The latest entry into the Konosuba pantheon is Love for these Clothes of Desire, a cheeky mix of visual novel and crafting RPG that sees our characters using magical artifacts to create new outfits for each of the series heroines.
Firstly, I've not seen much of Konosuba; comedy isekai aren't usually my thing, with my tastes being toward more serious examples of the genre such as Escaflowne or Shield Hero, but I was quite surprised to find out how much I knew of the series through osmosis, as I recognised the characters and knew enough about them to understand the conversations (such as why Darkness likes to throw herself into battle and why the rest of the party think she's so useless at combat - hint, she's a masochist that can't fight for toffee) but if you're completely new to the series, you're going to be completely lost here. Happily the game comes with a short slideshow to introduce the characters and the world of Konosuba, which is a lovely touch.
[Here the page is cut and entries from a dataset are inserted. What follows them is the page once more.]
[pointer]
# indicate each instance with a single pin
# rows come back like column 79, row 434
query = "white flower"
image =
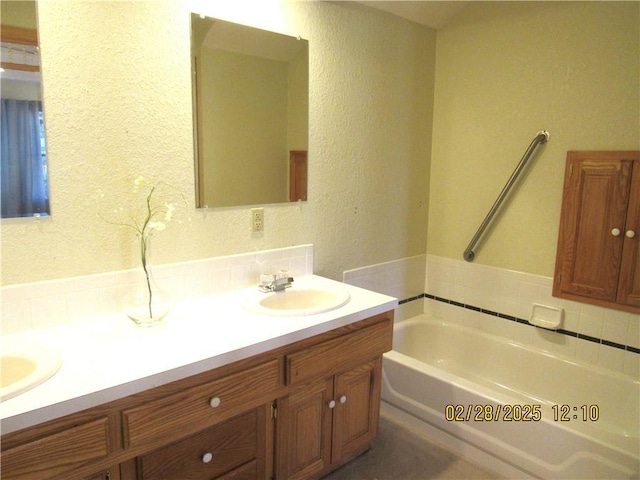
column 170, row 209
column 159, row 226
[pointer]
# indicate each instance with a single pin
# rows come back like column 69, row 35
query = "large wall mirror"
column 24, row 188
column 251, row 104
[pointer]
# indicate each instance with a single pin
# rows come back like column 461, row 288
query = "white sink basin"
column 24, row 365
column 298, row 301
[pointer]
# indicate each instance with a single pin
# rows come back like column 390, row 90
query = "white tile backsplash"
column 42, row 304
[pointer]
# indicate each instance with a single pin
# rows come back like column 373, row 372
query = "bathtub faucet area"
column 480, row 393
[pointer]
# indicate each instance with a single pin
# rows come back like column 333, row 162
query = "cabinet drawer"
column 224, row 447
column 187, row 412
column 57, row 454
column 339, row 354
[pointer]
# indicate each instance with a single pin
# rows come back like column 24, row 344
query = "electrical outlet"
column 257, row 219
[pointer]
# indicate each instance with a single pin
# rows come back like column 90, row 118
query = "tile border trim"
column 504, row 316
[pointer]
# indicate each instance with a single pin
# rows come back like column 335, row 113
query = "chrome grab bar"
column 541, row 137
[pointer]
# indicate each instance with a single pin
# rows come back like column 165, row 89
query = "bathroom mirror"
column 251, row 102
column 24, row 189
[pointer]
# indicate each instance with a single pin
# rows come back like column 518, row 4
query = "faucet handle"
column 267, row 278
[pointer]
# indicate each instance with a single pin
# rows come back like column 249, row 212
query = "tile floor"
column 401, row 454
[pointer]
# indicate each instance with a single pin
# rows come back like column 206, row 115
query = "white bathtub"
column 467, row 385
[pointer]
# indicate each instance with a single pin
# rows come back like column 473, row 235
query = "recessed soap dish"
column 546, row 317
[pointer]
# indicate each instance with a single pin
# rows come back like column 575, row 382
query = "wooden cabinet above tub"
column 598, row 257
column 217, row 424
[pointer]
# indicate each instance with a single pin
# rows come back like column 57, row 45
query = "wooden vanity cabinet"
column 297, row 411
column 326, row 423
column 598, row 257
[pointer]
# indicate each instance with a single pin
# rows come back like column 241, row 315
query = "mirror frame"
column 296, row 178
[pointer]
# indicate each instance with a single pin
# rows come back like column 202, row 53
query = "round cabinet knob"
column 207, row 457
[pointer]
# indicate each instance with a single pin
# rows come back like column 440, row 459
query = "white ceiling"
column 434, row 14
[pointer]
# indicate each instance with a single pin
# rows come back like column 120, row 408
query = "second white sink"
column 299, row 301
column 25, row 365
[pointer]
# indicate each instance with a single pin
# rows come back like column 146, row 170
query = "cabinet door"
column 110, row 474
column 355, row 422
column 629, row 286
column 591, row 235
column 304, row 432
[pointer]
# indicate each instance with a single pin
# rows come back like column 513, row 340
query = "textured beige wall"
column 117, row 93
column 504, row 71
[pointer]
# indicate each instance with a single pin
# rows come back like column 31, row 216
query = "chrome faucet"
column 275, row 282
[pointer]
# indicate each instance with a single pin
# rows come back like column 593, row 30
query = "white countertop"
column 108, row 358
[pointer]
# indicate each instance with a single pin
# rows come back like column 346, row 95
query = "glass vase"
column 146, row 303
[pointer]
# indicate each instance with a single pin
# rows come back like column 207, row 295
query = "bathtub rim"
column 502, row 397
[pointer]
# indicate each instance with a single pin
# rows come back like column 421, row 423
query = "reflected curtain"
column 23, row 184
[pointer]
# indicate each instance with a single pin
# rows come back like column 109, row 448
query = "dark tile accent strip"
column 504, row 316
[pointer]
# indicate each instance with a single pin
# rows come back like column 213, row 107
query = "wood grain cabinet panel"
column 597, row 257
column 324, row 424
column 54, row 455
column 207, row 455
column 196, row 408
column 335, row 355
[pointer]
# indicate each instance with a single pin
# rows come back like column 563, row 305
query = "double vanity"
column 239, row 384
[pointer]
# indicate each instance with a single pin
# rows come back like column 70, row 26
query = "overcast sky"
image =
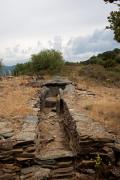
column 76, row 27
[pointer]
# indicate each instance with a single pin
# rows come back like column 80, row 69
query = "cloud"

That said, if you know the characters already then everything here is exactly as you'd want it - the snarky back-and-forth, misfit character traits and situations are all very much on brand, and fans should find a lot to love in the story aspects of the game. Everything is presented with clear dialogue and some beautiful character illustrations to move things along.
The introduction is pretty long, with the entire premise being set up in visual novel style, so be prepared to do a lot of reading. Visual novel fans will be used to this comic book approach, but if you're looking for something to actually do, you'll be waiting a while for it.
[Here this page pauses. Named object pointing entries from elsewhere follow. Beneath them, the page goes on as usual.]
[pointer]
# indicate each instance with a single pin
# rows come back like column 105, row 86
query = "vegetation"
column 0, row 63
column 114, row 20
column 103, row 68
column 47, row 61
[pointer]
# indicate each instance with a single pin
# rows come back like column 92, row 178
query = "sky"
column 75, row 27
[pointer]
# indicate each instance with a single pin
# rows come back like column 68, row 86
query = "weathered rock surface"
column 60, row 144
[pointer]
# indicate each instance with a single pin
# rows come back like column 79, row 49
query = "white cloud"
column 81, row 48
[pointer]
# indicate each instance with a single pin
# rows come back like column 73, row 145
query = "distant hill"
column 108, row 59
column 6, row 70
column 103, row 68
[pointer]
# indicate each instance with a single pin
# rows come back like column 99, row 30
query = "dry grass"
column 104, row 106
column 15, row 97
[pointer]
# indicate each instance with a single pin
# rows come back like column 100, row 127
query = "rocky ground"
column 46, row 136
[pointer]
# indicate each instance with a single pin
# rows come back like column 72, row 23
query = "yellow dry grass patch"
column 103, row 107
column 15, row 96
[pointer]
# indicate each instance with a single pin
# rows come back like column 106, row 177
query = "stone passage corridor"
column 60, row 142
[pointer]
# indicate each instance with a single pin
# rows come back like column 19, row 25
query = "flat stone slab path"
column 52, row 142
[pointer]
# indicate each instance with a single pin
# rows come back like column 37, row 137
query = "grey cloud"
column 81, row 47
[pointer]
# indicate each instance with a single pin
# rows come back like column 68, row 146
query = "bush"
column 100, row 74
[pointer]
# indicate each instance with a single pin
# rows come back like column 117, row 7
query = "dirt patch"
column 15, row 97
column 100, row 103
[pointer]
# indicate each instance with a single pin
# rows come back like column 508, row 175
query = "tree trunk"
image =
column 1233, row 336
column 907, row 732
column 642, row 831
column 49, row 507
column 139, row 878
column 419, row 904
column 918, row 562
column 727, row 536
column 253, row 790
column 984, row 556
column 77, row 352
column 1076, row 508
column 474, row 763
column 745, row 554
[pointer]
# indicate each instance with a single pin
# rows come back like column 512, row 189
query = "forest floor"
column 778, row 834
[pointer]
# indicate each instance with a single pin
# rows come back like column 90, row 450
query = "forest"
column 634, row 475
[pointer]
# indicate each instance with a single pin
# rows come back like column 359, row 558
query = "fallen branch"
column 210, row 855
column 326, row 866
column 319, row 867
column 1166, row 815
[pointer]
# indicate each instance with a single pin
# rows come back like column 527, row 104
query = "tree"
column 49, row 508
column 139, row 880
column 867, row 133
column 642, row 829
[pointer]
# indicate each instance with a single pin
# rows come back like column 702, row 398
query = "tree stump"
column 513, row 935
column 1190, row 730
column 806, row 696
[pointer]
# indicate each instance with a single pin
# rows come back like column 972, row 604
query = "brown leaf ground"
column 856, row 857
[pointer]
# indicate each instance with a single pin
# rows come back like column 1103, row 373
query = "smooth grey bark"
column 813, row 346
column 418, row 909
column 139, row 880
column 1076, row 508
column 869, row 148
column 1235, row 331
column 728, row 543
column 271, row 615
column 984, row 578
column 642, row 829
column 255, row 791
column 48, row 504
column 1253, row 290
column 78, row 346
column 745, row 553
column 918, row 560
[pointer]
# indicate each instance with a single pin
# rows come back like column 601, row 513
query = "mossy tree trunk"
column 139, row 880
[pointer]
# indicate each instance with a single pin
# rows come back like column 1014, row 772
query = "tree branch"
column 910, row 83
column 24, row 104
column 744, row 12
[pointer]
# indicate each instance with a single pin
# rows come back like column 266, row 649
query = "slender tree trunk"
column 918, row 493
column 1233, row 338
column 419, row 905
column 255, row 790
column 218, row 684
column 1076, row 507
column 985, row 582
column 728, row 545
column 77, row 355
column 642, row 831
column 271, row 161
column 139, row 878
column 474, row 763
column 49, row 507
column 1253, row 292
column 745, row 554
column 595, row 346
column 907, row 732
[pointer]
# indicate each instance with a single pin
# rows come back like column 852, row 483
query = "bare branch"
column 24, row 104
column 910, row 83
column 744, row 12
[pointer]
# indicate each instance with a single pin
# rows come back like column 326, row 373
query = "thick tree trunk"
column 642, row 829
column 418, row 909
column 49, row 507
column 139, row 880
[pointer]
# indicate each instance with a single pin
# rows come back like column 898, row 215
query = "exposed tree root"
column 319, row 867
The gang have found a black tablet and gemstone while questing (badly) and take it to their friend Wiz to find out more about the magical abilities of these items. The tablet, it turns out, can create clothes with items fed to it, with each garment having the slight drawback of bestowing a curse on the person wearing it, inverting their personality. This makes Megumin proud of her small chest and derisive of those endowed with larger assets. Darkness wants to dish out punishment rather than receive it, and our useless Goddess Aqua is suddenly caring and responsible.
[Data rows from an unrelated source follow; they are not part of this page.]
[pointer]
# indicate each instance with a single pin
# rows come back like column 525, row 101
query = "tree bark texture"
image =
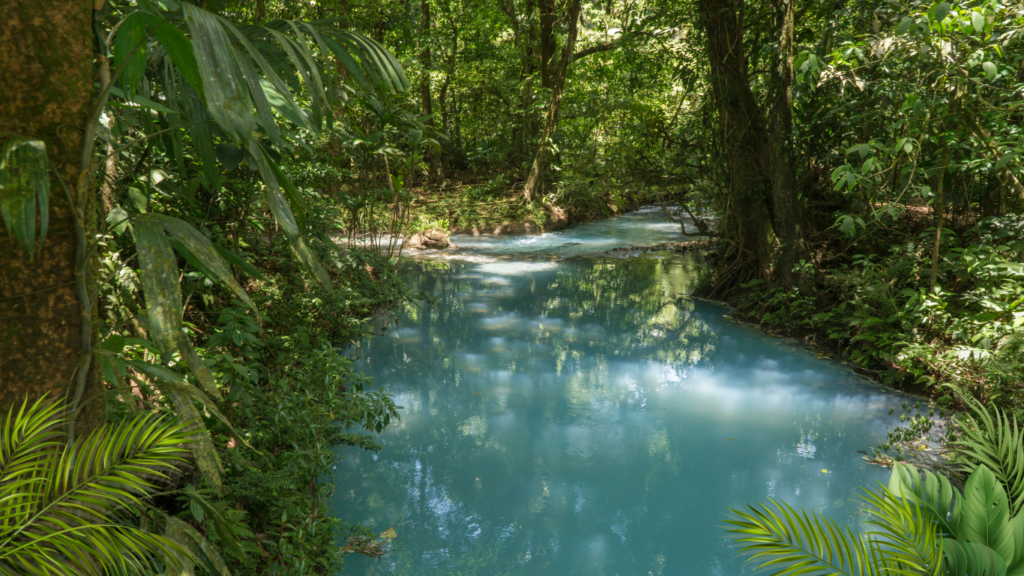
column 748, row 254
column 46, row 51
column 548, row 43
column 433, row 159
column 535, row 182
column 787, row 221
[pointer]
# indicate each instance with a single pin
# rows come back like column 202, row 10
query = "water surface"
column 586, row 416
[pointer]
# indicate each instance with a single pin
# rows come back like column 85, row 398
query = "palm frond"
column 71, row 509
column 794, row 542
column 907, row 533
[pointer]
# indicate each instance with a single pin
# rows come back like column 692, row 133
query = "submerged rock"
column 525, row 227
column 433, row 239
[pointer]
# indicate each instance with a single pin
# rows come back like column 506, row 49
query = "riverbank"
column 875, row 309
column 486, row 204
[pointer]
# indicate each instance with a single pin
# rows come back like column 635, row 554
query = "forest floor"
column 491, row 203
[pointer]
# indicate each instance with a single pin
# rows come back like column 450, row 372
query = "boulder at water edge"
column 433, row 239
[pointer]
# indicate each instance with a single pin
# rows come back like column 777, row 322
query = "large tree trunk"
column 748, row 253
column 428, row 109
column 548, row 43
column 46, row 51
column 535, row 182
column 787, row 221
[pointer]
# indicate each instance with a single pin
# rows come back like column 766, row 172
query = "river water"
column 584, row 416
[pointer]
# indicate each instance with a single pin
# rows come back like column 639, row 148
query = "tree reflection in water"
column 587, row 417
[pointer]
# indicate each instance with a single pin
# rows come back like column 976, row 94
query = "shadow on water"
column 587, row 417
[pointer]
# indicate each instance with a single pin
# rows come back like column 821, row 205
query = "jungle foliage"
column 202, row 203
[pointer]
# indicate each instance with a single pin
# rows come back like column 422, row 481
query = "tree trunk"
column 535, row 183
column 787, row 221
column 46, row 50
column 748, row 254
column 442, row 94
column 433, row 158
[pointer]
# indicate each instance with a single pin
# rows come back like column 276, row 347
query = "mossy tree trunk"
column 535, row 181
column 787, row 220
column 46, row 52
column 741, row 130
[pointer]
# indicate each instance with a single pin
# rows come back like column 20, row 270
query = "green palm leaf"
column 71, row 509
column 794, row 543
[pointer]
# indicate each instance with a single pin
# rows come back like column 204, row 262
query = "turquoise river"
column 567, row 414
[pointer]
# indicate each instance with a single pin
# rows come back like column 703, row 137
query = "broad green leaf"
column 206, row 453
column 345, row 57
column 266, row 119
column 295, row 199
column 305, row 255
column 25, row 182
column 990, row 71
column 303, row 62
column 179, row 49
column 159, row 274
column 285, row 107
column 935, row 495
column 272, row 74
column 201, row 130
column 175, row 531
column 140, row 100
column 207, row 554
column 978, row 22
column 243, row 264
column 1007, row 158
column 226, row 93
column 203, row 249
column 1017, row 525
column 156, row 371
column 274, row 198
column 970, row 559
column 199, row 368
column 985, row 513
column 129, row 51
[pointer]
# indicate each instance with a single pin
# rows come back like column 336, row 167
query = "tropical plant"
column 901, row 540
column 203, row 92
column 82, row 508
column 918, row 526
The original owner wants the tablet back and the thieves exiled, but there's a get-out-of-jail card to play - craft a person the outfit of their deepest desires and they'll be free of curses and consequences.
So you'll be playing dress up with cute outfits on the girls. Which is surprisingly addictive.
Each outfit will lift a curse - of course "sexy" is a theme you'll encounter often...
When it comes to gameplay, it's a time-management sim which requires you to find items to make clothing, or earn money to buy what can't be sourced elsewhere. This can be accomplished via odd jobs like babysitting and mining, all of which can be assigned to party members in order to maximise efficiency. At times, you'll need to accomplish specific tasks to unlock outfits required by the story, so you'll be chasing certain quests (such as taking on specific enemies) to attain these rarities.
Time spent on activities earn you items you'll need for outfits. Simple.
Beyond this, the game also works as a romance simulator, with Kazuma given multiple chances to pursue girls via conversations that allow three possible responses to each conversation tree - charm the lady in question and you're on your way to a date and unlocking some nice artwork. This is entirely in line with the usual anime harem tropes, so it's a chance for fans to put themselves in the hero's shoes and try their luck with an attractive cast of potential romantic interests. These paths are clearly marked out in the aforementioned slideshow, so it's a doddle to get the ending you're interested in.
Graphically the game isn't overly animated, with most of the emotion coming from the fully voiced dialogue. It's a big game too, with plenty of situations and reams of pages to tell the story. It's funny and a little pervy, just like the show, so tonally it gets things pretty much spot on.
The gameplay, such as it is, isn't terribly challenging. There's no real feeling of pressure when trying to acquire what you need, it just seems to be a case of running through the motions to get to the next stage, and that will either please you (assuming you're after a relaxing experience) or bore you rigid. In this sense the game is quite marmite, as it's barely a game in all honesty. It's entertaining and satisfying, but it's certainly not difficult.
Of course, there's more to do than just the main story, and with the large number of side-quests involving the regular cast and various side-characters, you'll likely want to create cute outfits for all the girls you meet on your travels and this expands the game's content considerably. It helps that the dialogue is well written and entertaining, so you'll certainly want to do as much as you can to generate more interactions if you're into the vibe of the game.
These are the interactions you're playing for.
Ultimately this is a game for fans that allows a tremendous amount of content creation based on your own efforts. It's a well-written, genuinely funny and slightly lewd tale that should appeal to series and genre fans alike. It's quite crazy how charming the game gets, how addictive the costume element is for gacha fans and how self-aware the game is of its own lunacy. I'm not the biggest visual novel fan in the world, but I genuinely had a great time with the title, which works perfectly on Steam Deck for those that were wondering.
The title was provide by PQube (which is just as well as it would have passed me by otherwise!)